Behnaam Aazhang (born December 7, 1957) is the J.S. Abercrombie Professor in Electrical and Computer Engineering at Rice University and Director of the Rice Neuroengineering Initiative.

==Early life and education==
Aazhang was born in Bandar-Anzali, Iran, and attended Sharif University of Technology in Tehran, Iran from 1975 until 1978. He moved to the United States in 1979. Aazhang received his B.S., M.S., and Ph.D. degrees in Electrical and Computer Engineering in 1981, 1983, and 1986, respectively, from the University of Illinois at Urbana-Champaign. Aazhang was a research assistant in the Coordinated Science Laboratory at the University of Illinois from 1981 to 1985. In August 1985, he joined the faculty of Rice University in Electrical and Computer Engineering.

==Career and Research==
Aazhang served as founding director of Rice's Center for Multimedia Communications (CMC) from 1998 until 2006. He was the Department Chair of Electrical and Computer Engineering from 2004 until 2014. He held an Academy of Finland Distinguished Visiting Professorship appointment (FiDiPro) at the University of Oulu in Finland from 2006 until 2014. For his contributions, he received an honorary doctorate in 2017 (the highest honor the university can bestow). During his career, he served as visiting professor or visiting scientist at several institutions, including IBM Federal Systems Company, ETH Zurich, Helsinki University of Technology and Nokia Mobile. He has been the Director of the Rice Neuroengineering Initiative since 2018.

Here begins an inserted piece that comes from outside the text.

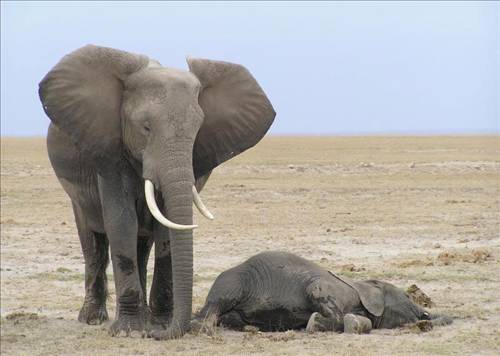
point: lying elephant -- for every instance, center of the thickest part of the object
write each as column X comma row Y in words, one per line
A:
column 278, row 291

Aazhang holds the J.S. Abercrombie Professorship in the Department of Electrical and Computer Engineering at Rice University. His research interests include signal and data processing, information theory, and dynamical systems, with applications in neuro-engineering. His work focuses on understanding neuronal circuit connectivity and the effects of learning on these connections, developing minimally and non-invasive real-time closed-loop stimulation methods to treat disorders such as epilepsy, Parkinson’s disease, depression, obesity, and mild traumatic brain injury. He is also involved in creating patient-specific multisite wireless systems for precise heart monitoring and pacing, as well as algorithms to detect, predict, and prevent security breaches in cloud computing systems.

==Awards and honors==
Aazhang was elected a Fellow of the Institute of Electrical and Electronics Engineers (IEEE) in 1999 for contributions to multi-user wideband digital cellular communications. In addition, he was also elected a Fellow of the American Association for the Advancement of Science (AAAS) in 2012.

He received the SIGMOBILE Test of Time (ToT) Award in 2019 which recognizes outstanding papers that have had a lasting impact on the field of mobile computing, for the paper “Design of WARP: a wireless open-access research platform”.

==Personal life==
Aazhang lives in Houston, TX with his wife, Lisa. He has four children.